DETAILED ACTION
Notice of Pre-AIA or AIA Status
The present application, filed on or after March 16, 2013, is being examined under the first inventor to file provisions of the AIA .
1. Claims 4, 7-12, 14, 15, 22, 24-28, 30-32, 34, 38, 40, 42, and 43 have been cancelled. Claims 3, 13, 16-18, 20, 21, 23, 29, 33, 35-37, and 51 have been amended.
Claims 1-3, 5, 6, 13, 16-21, 23, 29, 33, 35-37, 39, and 41 are pending and under examination.
Claim Objections
2. Claim 1 is objected to because of the recitation “a poly A” on line 6. Correction to “a poly A signal sequence” is required.
3. Claims 2, 3, 5, 6, 13, and 17 should recite “The rAAV vector packaged in the AAV capsid having broad tissue tropism” on the preamble.

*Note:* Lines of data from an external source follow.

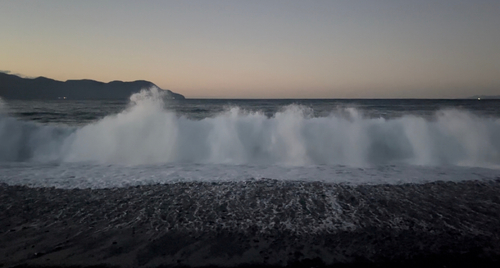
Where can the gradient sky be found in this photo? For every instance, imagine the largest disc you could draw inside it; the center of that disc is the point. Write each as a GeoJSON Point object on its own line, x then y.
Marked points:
{"type": "Point", "coordinates": [262, 49]}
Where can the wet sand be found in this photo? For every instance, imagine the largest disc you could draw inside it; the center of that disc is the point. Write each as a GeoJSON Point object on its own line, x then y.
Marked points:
{"type": "Point", "coordinates": [253, 223]}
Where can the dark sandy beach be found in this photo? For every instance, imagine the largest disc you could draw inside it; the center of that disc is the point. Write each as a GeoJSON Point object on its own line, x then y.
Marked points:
{"type": "Point", "coordinates": [253, 223]}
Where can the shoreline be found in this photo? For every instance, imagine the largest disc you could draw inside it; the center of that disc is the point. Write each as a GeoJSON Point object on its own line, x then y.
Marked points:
{"type": "Point", "coordinates": [265, 223]}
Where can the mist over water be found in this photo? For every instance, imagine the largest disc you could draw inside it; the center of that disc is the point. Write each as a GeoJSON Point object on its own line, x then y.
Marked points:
{"type": "Point", "coordinates": [148, 132]}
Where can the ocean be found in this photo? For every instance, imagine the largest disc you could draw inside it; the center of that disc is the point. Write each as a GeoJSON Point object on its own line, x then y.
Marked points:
{"type": "Point", "coordinates": [149, 140]}
{"type": "Point", "coordinates": [152, 182]}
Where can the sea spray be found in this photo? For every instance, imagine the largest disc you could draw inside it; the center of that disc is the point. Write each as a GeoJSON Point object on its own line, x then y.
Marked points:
{"type": "Point", "coordinates": [148, 132]}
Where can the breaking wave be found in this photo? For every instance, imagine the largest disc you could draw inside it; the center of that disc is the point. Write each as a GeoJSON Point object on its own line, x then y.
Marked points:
{"type": "Point", "coordinates": [147, 132]}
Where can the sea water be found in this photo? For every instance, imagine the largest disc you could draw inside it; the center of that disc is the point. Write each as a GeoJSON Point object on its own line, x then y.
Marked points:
{"type": "Point", "coordinates": [151, 140]}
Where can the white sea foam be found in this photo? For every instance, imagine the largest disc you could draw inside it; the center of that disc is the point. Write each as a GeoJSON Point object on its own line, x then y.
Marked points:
{"type": "Point", "coordinates": [147, 132]}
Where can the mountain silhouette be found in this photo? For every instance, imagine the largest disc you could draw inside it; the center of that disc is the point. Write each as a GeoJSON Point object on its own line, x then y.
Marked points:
{"type": "Point", "coordinates": [15, 87]}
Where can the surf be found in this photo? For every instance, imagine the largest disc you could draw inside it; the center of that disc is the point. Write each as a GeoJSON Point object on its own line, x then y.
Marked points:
{"type": "Point", "coordinates": [148, 132]}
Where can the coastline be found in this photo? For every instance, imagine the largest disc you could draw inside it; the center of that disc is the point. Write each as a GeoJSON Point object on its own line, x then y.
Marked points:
{"type": "Point", "coordinates": [252, 223]}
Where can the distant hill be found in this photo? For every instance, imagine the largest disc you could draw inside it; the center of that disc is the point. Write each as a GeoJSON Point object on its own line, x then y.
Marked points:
{"type": "Point", "coordinates": [15, 87]}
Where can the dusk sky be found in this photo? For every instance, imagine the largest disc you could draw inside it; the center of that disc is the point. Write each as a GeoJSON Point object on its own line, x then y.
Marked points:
{"type": "Point", "coordinates": [262, 49]}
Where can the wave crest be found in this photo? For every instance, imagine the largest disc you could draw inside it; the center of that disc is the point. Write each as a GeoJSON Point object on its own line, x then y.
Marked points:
{"type": "Point", "coordinates": [148, 132]}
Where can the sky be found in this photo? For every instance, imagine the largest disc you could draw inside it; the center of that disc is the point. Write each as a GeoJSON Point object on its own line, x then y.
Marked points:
{"type": "Point", "coordinates": [262, 49]}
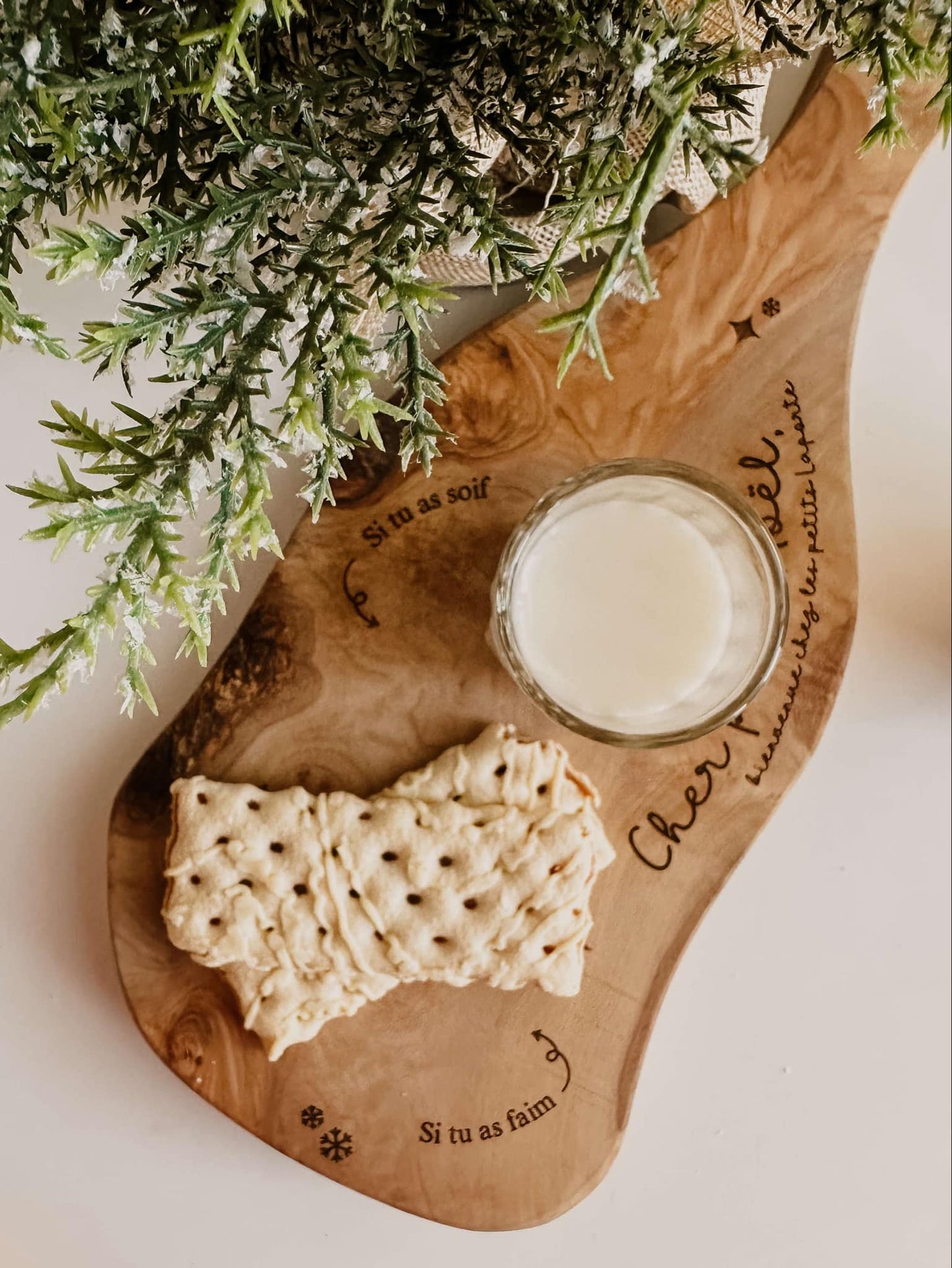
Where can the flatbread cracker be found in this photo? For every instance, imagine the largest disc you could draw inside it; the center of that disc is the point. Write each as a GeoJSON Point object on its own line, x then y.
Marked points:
{"type": "Point", "coordinates": [477, 868]}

4. Claim 3 should be amended to recite:
The recombinant rAAV vector of claim 1, wherein the wide-tropism AAV capsid is selected from the AAV1 capsid, AAV2 capsid, AAV3 capsid, AAV4 capsid, AAV5 capsid, AAV6 capsid, AAV7 capsid, AAV8 capsid, and AAV9 capsid.
5. Claim 5 is objected to because of the recitation “or” in line 3. Correction to “and” is required.
6. Claims 16-18, 29, 33, and 36 should recite “the rAAV vector packaged in the AAV capsid having broad tissue tropism of claim 1”.
7. Claim 17 should recite “the rAAV vector packaged in the AAV capsid having broad tissue tropism of claim 1”.
8. Claim 20 should recite “the rAAV vector further comprises”.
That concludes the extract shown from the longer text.